Resolve Your Electromag Question with Expert Help - 3rd Year Undergrad Level

[ApeXaviour]

I've been stuck on this for a while now and it has been frustrating me to the point of pain. Any help would be much appreciated..

I'm 3rd year undergrad level by the way.. See attached:

 

[learningphysics]

I've been stuck on this for a while now and it has been frustrating me to the point of pain. Any help would be much appreciated..

I'm 3rd year undergrad level by the way.. See attached:

For part a) derive a linear relationship between P and D... perhaps you already have the relation derived in your text. P=kD (find out what k should be)

del.D=true charge density
del.P=bound volume charge density

so del.(kD)=bound charge density
k del.D = bound charge density
k(true charge density) = bound volume charge density.

You can get the true charge density using charge/volume of layer. Then you can get the bound volume charge density using the above equation.

For part b), use Gauss law for P using the two faces of the dielectric... it should be easy after getting part a). You can simply calculate the total bound charge using the answer of a) times the volume of the layer.
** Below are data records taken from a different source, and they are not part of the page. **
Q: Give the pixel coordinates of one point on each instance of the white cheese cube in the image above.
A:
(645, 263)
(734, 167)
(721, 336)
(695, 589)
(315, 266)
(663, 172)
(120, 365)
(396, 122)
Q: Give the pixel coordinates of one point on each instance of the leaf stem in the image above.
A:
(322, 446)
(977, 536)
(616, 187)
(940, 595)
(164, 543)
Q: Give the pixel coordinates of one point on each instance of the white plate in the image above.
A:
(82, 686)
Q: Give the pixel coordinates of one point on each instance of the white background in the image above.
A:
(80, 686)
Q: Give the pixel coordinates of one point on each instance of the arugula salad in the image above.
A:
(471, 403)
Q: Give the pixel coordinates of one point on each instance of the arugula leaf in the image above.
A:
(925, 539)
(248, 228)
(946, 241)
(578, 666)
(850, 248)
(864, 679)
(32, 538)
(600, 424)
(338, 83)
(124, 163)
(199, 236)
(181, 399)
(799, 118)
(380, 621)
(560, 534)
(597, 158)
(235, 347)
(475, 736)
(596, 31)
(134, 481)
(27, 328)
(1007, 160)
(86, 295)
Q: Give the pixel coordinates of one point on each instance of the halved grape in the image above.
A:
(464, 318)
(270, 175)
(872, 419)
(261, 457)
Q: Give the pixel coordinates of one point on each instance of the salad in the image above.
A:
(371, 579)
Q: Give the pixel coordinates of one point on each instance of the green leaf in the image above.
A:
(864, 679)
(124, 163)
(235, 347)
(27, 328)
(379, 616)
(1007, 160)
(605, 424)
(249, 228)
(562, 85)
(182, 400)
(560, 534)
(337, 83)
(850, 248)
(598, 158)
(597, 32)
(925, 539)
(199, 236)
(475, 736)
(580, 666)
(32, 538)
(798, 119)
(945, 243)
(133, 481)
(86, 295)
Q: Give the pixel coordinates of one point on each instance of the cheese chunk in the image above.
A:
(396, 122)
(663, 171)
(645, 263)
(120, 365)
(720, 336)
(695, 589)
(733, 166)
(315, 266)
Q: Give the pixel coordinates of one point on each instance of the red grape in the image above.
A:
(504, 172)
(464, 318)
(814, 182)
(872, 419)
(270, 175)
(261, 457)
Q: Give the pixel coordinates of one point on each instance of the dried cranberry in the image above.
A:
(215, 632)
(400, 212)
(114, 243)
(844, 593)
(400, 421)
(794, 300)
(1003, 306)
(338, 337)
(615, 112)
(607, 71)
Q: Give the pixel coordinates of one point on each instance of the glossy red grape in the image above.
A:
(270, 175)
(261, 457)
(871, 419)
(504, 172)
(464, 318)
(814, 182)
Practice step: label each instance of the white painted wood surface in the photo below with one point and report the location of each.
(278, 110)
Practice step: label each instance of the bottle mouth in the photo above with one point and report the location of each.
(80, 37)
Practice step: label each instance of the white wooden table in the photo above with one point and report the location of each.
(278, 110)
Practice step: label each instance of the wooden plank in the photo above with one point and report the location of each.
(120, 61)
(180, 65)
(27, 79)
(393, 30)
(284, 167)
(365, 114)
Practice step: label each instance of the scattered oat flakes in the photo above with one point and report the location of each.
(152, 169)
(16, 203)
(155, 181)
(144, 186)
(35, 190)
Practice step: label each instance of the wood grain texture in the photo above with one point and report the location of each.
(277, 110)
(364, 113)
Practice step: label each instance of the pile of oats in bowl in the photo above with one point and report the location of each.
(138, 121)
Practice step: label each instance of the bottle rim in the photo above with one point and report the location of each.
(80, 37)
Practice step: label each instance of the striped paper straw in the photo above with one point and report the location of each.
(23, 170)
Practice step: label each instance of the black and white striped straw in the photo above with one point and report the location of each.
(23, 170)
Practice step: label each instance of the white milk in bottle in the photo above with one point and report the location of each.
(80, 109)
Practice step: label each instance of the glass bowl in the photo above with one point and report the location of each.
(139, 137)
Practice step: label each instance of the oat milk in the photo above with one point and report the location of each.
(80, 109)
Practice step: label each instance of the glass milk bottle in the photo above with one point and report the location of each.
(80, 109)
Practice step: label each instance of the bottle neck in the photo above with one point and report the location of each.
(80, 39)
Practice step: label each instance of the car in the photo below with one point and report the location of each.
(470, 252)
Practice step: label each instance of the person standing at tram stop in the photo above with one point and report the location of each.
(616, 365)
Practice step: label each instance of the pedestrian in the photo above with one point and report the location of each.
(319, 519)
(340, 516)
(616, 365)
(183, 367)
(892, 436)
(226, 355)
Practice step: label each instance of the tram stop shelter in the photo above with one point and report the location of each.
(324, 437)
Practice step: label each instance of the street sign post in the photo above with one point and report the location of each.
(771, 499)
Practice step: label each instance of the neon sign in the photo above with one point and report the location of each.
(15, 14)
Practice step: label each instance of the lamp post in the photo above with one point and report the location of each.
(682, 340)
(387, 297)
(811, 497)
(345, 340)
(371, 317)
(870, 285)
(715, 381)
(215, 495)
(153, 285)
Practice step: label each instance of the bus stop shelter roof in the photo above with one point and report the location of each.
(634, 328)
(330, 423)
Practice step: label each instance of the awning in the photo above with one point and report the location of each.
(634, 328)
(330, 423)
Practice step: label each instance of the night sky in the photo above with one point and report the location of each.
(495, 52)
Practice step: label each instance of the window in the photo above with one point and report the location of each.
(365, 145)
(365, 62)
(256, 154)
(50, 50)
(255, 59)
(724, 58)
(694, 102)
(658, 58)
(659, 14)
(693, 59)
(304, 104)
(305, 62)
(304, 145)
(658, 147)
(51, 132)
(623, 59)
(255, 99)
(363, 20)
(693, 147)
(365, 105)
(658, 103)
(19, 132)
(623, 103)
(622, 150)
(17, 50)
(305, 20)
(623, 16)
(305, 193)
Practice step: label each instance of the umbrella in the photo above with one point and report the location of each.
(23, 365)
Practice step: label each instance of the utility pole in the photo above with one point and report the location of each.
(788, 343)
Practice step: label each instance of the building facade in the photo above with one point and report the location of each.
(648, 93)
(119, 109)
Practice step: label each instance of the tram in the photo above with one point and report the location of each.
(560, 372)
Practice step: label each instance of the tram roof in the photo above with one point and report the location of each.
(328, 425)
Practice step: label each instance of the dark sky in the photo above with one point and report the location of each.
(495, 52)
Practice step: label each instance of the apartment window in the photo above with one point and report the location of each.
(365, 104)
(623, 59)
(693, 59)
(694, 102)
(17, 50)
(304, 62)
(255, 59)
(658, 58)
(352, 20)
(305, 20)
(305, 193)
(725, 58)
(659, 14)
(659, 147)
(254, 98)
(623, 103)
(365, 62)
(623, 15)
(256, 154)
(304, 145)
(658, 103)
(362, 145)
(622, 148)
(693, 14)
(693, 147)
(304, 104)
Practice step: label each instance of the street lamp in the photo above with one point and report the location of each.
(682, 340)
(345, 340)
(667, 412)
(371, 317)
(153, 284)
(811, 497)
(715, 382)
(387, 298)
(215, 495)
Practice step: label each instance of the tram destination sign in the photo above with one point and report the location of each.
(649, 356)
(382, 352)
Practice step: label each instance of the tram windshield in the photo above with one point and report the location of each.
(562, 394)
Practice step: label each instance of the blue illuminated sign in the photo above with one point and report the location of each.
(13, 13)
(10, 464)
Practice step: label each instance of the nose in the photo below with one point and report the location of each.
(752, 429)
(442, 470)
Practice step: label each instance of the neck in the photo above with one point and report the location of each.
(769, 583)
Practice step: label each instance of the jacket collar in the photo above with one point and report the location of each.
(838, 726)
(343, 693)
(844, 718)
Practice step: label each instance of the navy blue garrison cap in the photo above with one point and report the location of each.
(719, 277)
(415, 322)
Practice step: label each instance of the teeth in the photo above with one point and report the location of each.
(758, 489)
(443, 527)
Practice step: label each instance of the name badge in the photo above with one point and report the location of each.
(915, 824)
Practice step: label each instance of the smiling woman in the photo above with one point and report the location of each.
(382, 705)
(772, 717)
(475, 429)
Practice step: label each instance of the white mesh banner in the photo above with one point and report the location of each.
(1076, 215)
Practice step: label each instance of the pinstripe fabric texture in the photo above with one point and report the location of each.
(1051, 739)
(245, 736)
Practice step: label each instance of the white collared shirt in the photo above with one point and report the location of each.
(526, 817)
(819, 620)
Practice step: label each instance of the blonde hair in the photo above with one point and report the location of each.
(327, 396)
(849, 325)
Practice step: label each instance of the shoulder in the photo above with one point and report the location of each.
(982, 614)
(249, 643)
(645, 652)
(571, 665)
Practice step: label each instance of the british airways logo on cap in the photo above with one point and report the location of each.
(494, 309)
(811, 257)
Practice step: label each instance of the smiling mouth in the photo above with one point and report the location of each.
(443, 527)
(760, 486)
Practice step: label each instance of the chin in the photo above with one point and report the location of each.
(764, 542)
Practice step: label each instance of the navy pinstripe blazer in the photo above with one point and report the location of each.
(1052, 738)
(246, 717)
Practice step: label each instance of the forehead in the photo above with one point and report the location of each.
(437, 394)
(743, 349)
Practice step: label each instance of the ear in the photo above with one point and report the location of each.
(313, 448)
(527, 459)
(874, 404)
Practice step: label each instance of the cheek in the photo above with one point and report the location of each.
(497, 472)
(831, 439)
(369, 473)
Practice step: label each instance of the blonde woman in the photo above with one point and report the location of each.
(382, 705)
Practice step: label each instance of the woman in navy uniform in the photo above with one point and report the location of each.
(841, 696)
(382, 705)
The value of P at the face is the bound surface charge density.

 

[OlderDan]

I've been stuck on this for a while now and it has been frustrating me to the point of pain. Any help would be much appreciated..

I'm 3rd year undergrad level by the way.. See attached:

I'm not sure I can help you as well as some others might. But nobody else has jumped in here, so let me give it a try. I was never too fond of those cgs units, but that seems to be where this is coming from. In those units.

\frac{P}{E} = \frac{\epsilon-1}{4\pi}=\frac{2.2}{4\pi}

if I am interpreting the given information correctly.

P} = \frac{\epsilon-1}{4\pi}=\frac{2.2E}{4\pi}=\frac{D-E}{4\pi}

Assuming all the embedded charge is confined to the d = 2mm strip in the middle of the material, the electric field from that charge at the surfaces will be found from Gauss's law

(E_2 - E_1 ) \bullet \hat n = 4\pi \rho d

where \rho is the average charge density within the strip across the thinckness d.

I don't think there is any contribution here from polarization charge, because the dielectric continues throughout the excess charge region, and is electrically neutral.

If you find E, you can find P, which is proportional to E, and if you can find P you can find the bound surface charge.

Now if you look deeper inside the 2mm layer, and assume a uniform excess charge density within that layer, the electric field is going to vary because the charge contained within a thinner strip is going to vary. The field in the center of the strip will be zero and will increase as you move out to the surface of the excess charge layer.

There will be a polarization charge layer at the outside surface of the dielectric that will yield a bound surface charge density out there

Check up on me wrt units and such, but I think this is basically the path you need to follow. If any of this makes sense, see what you can do with it. If you post some work on it, someone who is fresher than me on this stuff might jump in, and if not I'll look at it harder.